Hingga saat ini, hanya Fraksi Partai Demokrat dan PKS saja yang mendukung pembentukan Pansus penyelidikan skandal megakorupsi tersebut di DPR. Parpol-parpol penguasa ngotot agar kasus Jiwasraya diselesaikan di level Panja yang fokusnya pada hal-hal teknis.
Seolah-olah, ada bau kekhawatiran yang menyengat tatkala mereka dihadapkan pada usulan pembentukan Pansus. Padahal, keberadaan Pansus justru mempertajam proses investigasi sedetail-detailnya hingga merambah perihal aliran dana ke semua pihak yang terlibat.

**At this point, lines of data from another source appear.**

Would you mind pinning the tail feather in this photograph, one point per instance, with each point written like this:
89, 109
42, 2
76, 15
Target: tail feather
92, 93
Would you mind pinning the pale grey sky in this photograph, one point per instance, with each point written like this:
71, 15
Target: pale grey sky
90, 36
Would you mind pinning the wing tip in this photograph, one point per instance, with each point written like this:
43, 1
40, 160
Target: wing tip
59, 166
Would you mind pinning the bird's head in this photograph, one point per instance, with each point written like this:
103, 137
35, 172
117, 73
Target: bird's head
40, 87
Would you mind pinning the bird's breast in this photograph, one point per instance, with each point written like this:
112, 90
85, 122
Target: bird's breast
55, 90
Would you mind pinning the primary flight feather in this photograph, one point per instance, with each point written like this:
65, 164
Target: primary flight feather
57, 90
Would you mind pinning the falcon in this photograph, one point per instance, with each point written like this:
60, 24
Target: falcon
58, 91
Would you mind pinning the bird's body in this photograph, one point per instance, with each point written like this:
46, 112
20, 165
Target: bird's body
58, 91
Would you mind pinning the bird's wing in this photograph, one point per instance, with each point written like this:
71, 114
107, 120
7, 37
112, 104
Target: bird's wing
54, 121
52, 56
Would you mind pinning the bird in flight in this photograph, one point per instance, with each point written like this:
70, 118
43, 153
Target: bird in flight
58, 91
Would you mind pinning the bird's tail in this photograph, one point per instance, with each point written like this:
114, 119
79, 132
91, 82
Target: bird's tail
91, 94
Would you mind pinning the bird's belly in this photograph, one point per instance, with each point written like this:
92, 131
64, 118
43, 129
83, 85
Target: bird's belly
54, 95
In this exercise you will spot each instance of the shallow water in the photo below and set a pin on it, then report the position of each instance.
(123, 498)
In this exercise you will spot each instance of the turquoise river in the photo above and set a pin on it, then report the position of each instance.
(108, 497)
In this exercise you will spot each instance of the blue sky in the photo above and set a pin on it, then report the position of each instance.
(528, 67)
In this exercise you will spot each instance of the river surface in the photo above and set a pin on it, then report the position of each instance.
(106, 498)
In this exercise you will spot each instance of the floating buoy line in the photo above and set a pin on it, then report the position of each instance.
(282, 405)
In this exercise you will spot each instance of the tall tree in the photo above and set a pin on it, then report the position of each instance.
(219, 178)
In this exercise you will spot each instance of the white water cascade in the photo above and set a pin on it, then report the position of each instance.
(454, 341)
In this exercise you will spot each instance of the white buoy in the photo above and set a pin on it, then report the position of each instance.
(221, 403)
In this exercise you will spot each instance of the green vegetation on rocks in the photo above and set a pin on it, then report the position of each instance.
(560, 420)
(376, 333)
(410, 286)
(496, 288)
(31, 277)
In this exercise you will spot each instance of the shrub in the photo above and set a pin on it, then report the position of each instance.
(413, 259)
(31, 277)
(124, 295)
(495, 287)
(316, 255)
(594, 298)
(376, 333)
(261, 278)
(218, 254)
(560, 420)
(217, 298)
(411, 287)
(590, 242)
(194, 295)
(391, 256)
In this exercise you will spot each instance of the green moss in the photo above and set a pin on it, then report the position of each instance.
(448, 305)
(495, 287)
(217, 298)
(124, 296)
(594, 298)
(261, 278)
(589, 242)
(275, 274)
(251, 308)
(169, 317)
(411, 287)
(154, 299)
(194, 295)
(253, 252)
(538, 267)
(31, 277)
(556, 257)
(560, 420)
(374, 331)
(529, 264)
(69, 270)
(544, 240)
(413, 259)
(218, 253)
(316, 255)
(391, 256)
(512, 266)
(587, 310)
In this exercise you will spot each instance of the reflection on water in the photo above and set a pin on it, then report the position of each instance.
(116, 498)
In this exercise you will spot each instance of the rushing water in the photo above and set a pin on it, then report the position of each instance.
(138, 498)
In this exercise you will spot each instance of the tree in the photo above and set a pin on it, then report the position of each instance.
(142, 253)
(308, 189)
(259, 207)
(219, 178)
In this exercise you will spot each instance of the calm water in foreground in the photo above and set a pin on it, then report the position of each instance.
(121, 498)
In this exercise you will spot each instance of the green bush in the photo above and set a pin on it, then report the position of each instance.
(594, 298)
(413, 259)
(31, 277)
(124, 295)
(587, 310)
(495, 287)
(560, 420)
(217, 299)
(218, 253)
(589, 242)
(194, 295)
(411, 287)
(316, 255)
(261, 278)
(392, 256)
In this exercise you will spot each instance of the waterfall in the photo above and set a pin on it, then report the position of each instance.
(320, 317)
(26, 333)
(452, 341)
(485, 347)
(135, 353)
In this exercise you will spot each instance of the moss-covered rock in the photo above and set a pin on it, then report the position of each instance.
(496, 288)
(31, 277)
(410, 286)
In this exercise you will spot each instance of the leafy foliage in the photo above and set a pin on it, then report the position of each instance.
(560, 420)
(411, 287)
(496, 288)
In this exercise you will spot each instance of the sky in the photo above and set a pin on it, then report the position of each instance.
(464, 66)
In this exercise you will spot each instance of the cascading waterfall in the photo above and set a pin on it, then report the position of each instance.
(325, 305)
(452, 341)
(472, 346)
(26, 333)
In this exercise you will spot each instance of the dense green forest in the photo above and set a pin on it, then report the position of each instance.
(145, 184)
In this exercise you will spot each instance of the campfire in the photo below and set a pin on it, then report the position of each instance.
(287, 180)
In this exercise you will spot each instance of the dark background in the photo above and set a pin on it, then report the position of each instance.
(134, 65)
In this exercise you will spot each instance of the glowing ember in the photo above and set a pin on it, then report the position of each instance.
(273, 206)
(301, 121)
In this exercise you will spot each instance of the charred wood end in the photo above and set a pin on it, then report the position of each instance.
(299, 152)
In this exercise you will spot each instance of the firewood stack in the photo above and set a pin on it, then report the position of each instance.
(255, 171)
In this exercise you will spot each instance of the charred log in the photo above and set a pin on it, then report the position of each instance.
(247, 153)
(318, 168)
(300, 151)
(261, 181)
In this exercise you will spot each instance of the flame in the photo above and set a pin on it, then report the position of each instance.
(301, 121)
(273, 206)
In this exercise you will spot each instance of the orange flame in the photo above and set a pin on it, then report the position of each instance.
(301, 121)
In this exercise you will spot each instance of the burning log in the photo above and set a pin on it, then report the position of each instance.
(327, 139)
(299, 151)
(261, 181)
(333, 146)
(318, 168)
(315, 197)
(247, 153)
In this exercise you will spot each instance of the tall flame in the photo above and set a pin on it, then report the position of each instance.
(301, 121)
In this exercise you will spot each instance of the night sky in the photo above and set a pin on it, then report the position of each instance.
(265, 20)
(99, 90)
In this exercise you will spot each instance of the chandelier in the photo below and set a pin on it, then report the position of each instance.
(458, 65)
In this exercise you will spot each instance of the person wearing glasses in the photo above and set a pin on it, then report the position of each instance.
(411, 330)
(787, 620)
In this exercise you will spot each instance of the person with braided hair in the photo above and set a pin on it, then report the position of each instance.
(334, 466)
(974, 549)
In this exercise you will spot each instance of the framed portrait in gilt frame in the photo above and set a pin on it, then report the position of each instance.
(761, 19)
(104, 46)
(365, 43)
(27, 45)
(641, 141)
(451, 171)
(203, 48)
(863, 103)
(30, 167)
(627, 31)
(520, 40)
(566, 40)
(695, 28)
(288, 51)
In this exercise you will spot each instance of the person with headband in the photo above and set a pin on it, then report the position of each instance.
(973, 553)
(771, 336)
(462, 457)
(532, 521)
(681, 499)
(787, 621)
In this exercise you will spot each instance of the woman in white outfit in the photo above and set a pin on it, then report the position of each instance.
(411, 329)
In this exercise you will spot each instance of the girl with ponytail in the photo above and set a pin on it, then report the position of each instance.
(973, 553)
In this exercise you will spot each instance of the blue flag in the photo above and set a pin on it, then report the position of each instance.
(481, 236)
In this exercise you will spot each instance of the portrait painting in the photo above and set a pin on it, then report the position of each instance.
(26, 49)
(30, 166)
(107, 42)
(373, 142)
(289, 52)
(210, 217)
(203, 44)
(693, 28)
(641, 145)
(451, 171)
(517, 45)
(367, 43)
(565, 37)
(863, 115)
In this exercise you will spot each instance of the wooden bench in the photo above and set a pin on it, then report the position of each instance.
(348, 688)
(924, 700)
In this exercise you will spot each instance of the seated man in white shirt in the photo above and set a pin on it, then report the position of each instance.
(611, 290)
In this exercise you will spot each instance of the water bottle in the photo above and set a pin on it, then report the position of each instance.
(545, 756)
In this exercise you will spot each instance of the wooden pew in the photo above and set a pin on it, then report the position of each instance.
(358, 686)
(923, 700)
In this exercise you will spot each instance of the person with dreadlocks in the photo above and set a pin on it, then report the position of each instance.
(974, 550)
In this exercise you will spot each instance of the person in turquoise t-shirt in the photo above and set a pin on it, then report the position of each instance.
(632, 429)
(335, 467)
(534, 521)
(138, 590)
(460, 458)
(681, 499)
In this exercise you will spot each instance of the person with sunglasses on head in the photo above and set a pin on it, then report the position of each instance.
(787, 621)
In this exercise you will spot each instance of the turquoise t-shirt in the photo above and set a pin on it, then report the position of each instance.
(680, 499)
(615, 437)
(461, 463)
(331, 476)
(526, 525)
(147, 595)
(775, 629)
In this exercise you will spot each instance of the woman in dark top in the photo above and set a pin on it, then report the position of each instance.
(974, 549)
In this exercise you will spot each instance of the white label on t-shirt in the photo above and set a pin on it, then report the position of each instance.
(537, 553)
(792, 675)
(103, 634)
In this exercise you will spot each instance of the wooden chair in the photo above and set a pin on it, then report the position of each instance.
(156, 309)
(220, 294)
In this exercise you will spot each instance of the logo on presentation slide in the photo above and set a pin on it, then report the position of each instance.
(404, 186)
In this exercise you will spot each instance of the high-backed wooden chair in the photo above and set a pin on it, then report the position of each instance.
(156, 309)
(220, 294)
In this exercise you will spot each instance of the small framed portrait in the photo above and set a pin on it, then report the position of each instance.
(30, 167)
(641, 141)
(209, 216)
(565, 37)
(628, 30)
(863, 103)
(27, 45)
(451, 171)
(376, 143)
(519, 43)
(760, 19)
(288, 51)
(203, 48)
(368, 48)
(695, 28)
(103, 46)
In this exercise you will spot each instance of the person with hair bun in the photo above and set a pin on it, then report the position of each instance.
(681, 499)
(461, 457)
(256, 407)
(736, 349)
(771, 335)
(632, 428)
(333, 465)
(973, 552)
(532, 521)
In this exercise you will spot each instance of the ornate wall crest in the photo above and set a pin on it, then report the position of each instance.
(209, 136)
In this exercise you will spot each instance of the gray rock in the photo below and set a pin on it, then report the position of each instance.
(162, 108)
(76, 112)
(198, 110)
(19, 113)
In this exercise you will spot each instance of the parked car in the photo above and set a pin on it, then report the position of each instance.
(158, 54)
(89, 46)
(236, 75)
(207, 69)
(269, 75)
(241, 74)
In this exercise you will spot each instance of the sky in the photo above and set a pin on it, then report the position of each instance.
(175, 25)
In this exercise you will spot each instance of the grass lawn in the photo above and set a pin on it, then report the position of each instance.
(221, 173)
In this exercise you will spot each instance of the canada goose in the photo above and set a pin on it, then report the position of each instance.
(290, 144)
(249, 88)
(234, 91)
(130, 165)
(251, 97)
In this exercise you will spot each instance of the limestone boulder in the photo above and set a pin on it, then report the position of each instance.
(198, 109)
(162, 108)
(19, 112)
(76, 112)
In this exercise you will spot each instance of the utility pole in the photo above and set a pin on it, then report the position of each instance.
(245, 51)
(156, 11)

Sesungguhnya, hanya lewat pembentukan Pansus lah harapan publik untuk membongkar kasus-kasus super itu dapat ditambatkan.
Sampai di sini kita dapat menilai bahwa retorika ‘gebuk’ dari Presiden itu selain dimentahkan secara prematur oleh respons reaktif KSP, juga digagalkan secara signifikan oleh keengganan parpol koalisi pemerintah mendukung pembentukan Pansus.
Mungkin, Presiden masih punya peluang untuk menjaga harapan publik itu dengan mengeluarkan pernyataan lain yang meminta paprol-parpol pendukungnya di DPR mendorong pembentukan Pansus. Hal serupa pernah dilakukan Presiden SBY saat merespons kasus Century yang nilainya jauh lebih kecil dibandingkan skandal Jiwasraya dan ASABRI.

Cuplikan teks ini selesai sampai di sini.